Interpretations of these findings are subject to five limitations. First, we did not have an adequate sample size to examine the determinants of bednet use as opposed to ownership. The former is a much more relevant indicator for malaria prevention. Second, households that did not own nets were not asked if they desired a bednet nor were they asked about the perceived barriers to bednet ownership, including cost. Third, we assessed malaria knowledge only among one individual in the household (the survey respondent) and this respondent may or may not have equal impact on bednet ownership in the family, ie, less senior members. Nevertheless our main findings were consistent when restricting the analyses to the main decision making individuals (heads of households and their wives) within the household. Fourth, the local term for malaria, tazo moka ("fever from mosquitoes"), can be confused with tazo (general term for "fever"), thus there could have been misclassification of fevers not attributable to malaria. Finally, our survey did not ask participants about the primary source of their malaria knowledge nor did we perform qualitative studies to further explore the characteristics of their malaria knowledge. This information would help us determine whether malaria knowledge is coming from formal education, interactions with health workers or community health workers, media or from other sources.
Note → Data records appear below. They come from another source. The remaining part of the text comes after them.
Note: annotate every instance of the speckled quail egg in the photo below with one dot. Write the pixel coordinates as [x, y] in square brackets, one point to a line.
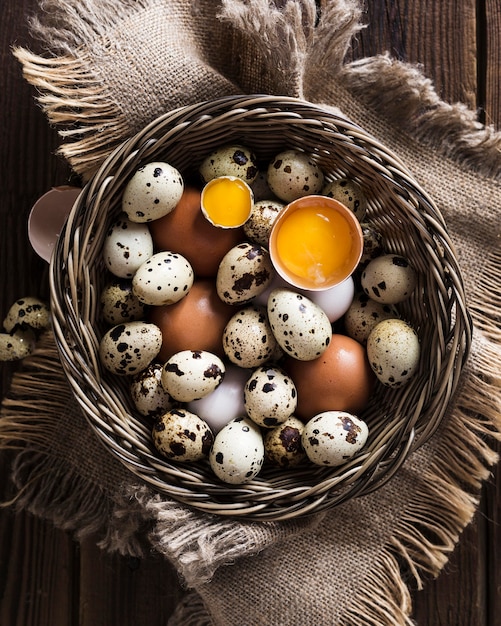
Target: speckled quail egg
[263, 215]
[180, 435]
[192, 374]
[283, 445]
[230, 160]
[373, 244]
[153, 191]
[120, 304]
[126, 246]
[165, 278]
[301, 327]
[244, 272]
[237, 454]
[293, 174]
[129, 348]
[393, 350]
[28, 311]
[248, 340]
[148, 394]
[17, 345]
[349, 193]
[333, 437]
[389, 278]
[270, 396]
[363, 315]
[224, 403]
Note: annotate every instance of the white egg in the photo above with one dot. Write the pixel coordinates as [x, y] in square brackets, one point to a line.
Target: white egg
[333, 437]
[129, 348]
[153, 191]
[226, 402]
[300, 326]
[244, 272]
[389, 278]
[237, 454]
[270, 396]
[126, 246]
[393, 350]
[192, 374]
[180, 435]
[165, 278]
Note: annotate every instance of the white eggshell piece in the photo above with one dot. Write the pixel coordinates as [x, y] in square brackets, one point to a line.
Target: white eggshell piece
[28, 311]
[244, 272]
[349, 193]
[148, 394]
[179, 435]
[270, 396]
[334, 301]
[226, 402]
[283, 445]
[333, 437]
[130, 347]
[126, 246]
[389, 279]
[165, 278]
[363, 315]
[192, 374]
[153, 191]
[263, 215]
[301, 327]
[120, 304]
[393, 351]
[237, 454]
[248, 340]
[293, 174]
[231, 160]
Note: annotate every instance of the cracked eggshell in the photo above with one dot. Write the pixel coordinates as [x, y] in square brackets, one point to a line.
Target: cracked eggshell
[244, 273]
[126, 246]
[293, 174]
[237, 454]
[165, 278]
[180, 435]
[393, 350]
[192, 374]
[389, 278]
[283, 445]
[120, 304]
[363, 315]
[248, 340]
[148, 394]
[153, 191]
[270, 396]
[129, 348]
[333, 437]
[231, 160]
[301, 327]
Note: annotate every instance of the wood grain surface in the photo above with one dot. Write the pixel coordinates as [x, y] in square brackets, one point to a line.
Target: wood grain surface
[49, 579]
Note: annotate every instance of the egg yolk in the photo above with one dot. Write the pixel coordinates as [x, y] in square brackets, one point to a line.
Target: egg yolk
[227, 202]
[315, 243]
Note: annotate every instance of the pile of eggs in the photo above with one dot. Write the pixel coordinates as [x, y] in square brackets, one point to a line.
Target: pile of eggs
[233, 364]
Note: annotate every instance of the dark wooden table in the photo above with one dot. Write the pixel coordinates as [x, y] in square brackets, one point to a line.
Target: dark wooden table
[49, 579]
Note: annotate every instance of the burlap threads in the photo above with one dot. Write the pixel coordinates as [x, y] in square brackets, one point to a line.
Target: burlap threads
[380, 543]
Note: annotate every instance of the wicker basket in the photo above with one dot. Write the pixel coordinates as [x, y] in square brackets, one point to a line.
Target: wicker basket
[400, 419]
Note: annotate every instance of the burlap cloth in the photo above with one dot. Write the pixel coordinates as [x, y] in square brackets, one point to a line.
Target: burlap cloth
[107, 68]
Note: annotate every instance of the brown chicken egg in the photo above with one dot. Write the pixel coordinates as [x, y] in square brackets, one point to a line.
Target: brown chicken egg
[185, 230]
[194, 323]
[339, 380]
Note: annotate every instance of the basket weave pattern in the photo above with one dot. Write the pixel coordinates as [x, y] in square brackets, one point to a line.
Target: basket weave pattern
[399, 419]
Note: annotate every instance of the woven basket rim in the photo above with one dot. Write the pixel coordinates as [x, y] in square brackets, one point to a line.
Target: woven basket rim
[74, 303]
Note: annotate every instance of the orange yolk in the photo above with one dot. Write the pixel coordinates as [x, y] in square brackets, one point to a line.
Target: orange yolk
[227, 202]
[315, 243]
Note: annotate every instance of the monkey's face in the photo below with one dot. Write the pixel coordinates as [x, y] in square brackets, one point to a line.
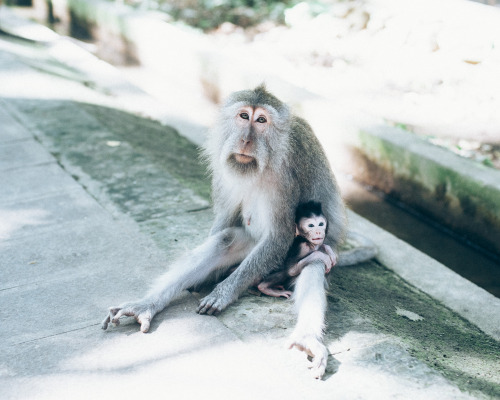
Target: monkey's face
[313, 229]
[248, 145]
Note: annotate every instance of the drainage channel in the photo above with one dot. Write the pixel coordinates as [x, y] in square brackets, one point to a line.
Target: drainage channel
[466, 259]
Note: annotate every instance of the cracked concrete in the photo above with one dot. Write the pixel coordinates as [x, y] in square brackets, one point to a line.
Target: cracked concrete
[95, 203]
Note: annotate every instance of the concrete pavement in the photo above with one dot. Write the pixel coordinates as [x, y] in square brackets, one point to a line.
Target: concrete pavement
[95, 200]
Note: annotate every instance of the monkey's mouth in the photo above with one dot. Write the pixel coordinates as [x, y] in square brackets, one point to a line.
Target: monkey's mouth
[243, 158]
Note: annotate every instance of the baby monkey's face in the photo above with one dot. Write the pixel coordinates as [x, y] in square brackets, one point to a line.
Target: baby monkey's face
[313, 229]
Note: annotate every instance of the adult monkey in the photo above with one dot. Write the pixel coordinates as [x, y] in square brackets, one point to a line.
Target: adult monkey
[264, 162]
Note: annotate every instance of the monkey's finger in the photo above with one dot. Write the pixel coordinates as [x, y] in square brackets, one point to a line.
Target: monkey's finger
[145, 323]
[106, 322]
[121, 312]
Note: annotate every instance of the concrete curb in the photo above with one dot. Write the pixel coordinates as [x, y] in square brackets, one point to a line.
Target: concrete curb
[457, 192]
[345, 140]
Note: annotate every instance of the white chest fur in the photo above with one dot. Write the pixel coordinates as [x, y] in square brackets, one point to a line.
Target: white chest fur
[253, 202]
[255, 211]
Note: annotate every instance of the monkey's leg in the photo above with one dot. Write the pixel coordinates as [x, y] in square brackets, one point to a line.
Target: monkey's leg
[310, 305]
[266, 254]
[314, 256]
[221, 250]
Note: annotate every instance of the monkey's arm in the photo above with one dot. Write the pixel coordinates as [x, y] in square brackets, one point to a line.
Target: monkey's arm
[328, 250]
[317, 255]
[267, 255]
[273, 285]
[310, 305]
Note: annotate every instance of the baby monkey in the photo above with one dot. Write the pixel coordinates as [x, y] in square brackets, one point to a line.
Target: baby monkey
[311, 228]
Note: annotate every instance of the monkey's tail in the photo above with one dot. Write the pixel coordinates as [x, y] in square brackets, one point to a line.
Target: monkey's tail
[364, 250]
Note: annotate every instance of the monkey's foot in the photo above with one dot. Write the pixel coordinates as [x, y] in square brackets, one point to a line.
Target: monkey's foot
[214, 303]
[142, 312]
[314, 349]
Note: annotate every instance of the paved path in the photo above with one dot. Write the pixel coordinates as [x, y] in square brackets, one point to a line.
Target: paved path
[95, 201]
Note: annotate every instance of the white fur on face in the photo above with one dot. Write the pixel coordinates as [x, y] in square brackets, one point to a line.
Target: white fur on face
[313, 229]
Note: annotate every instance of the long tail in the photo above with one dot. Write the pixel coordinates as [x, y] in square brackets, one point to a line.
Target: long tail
[365, 250]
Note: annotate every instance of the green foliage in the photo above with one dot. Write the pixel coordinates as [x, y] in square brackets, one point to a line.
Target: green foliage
[210, 14]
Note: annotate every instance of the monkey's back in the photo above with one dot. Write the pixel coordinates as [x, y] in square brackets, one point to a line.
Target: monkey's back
[312, 170]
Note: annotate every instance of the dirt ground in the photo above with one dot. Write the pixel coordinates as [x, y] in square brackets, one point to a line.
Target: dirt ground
[430, 68]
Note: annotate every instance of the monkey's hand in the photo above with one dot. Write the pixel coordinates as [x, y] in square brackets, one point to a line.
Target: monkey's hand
[143, 313]
[296, 269]
[314, 349]
[333, 258]
[216, 301]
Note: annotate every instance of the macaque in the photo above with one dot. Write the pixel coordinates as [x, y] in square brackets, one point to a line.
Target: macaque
[311, 227]
[307, 263]
[264, 162]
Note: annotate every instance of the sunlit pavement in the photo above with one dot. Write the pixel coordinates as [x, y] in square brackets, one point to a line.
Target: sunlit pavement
[94, 202]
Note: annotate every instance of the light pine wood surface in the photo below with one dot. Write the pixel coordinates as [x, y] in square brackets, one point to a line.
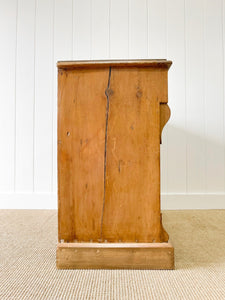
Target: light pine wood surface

In summary, in this secondary analysis of baseline data from 560 individuals participating in a randomized controlled trial in a setting without widespread access to bednets in rural Madagascar, we found that household knowledge of malaria was independently associated with an increased probability of bednet ownership. Higher levels of malaria knowledge were associated with reported concern about malaria as a common and dangerous illness in the community as well as higher education and female gender, but were not associated with the wealth of the household. Further studies are warranted to elucidate the origins of better malaria knowledge and to determine how such knowledge may be best operationalized, possibly through education programs, to overcome the barriers to bednet ownership among atrisk households living outside the reach of largescale distribution programs.